The correct options are
A $P\left(A|B\right)=\frac{P\left(B\right)}{P\left(A\right)}$
C $P\left(A|B\right)\ge P\left(A\right)$

If $A\subset B$, then $A\cap B=A$
$\Rightarrow P(A\cap B)=P\left(A\right)$
Also, $P\left(A\right)<P\left(B\right)$
Consider $P\left(A|B\right)=\frac{P(A\cap B)}{P\left(B\right)}=\frac{P\left(A\right)}{P\left(B\right)}\ne \frac{P\left(B\right)}{P\left(A\right)}$ .....(1)

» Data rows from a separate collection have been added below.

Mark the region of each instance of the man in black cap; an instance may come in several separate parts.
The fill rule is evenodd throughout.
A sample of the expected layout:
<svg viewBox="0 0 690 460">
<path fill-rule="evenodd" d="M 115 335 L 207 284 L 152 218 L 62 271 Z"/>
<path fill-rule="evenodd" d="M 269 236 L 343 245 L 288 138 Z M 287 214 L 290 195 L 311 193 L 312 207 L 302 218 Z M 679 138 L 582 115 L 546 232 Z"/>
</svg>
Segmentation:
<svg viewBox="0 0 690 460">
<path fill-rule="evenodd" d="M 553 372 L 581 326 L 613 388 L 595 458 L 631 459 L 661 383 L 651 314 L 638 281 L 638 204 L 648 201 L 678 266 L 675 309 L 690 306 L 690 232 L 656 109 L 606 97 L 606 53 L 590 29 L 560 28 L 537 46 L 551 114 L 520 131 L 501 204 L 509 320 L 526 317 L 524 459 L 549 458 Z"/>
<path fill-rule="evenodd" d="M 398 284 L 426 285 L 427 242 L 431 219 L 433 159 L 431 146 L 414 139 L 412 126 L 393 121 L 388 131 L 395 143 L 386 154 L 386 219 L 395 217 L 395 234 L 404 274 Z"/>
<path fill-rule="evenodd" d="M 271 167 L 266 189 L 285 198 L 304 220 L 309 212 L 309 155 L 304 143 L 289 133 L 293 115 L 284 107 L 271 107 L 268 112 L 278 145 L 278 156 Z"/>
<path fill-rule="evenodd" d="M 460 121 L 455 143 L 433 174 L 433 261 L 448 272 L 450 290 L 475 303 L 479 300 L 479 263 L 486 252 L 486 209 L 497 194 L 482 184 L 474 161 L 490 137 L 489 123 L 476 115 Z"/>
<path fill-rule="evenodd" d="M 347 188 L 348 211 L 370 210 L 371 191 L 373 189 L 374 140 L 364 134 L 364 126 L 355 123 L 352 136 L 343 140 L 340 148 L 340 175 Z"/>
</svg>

Consider $P\left(A|B\right)=\frac{P(A\cap B)}{P\left(B\right)}=\frac{P\left(A\right)}{P\left(B\right)}$ ....(2)
It is known that, $P\left(B\right)\le 1$
$\Rightarrow \frac{1}{P\left(B\right)}\ge 1$
$\Rightarrow \frac{P\left(A\right)}{P\left(B\right)}\ge P\left(A\right)$
From (2), we obtain
$\Rightarrow P\left(A|B\right)\ge P\left(A\right)$ ....(3)
$\therefore P\left(A|B\right)$ is not less than $P\left(A\right)$.
Thus, from (3), it can be concluded that the relation given in alternative C is correct.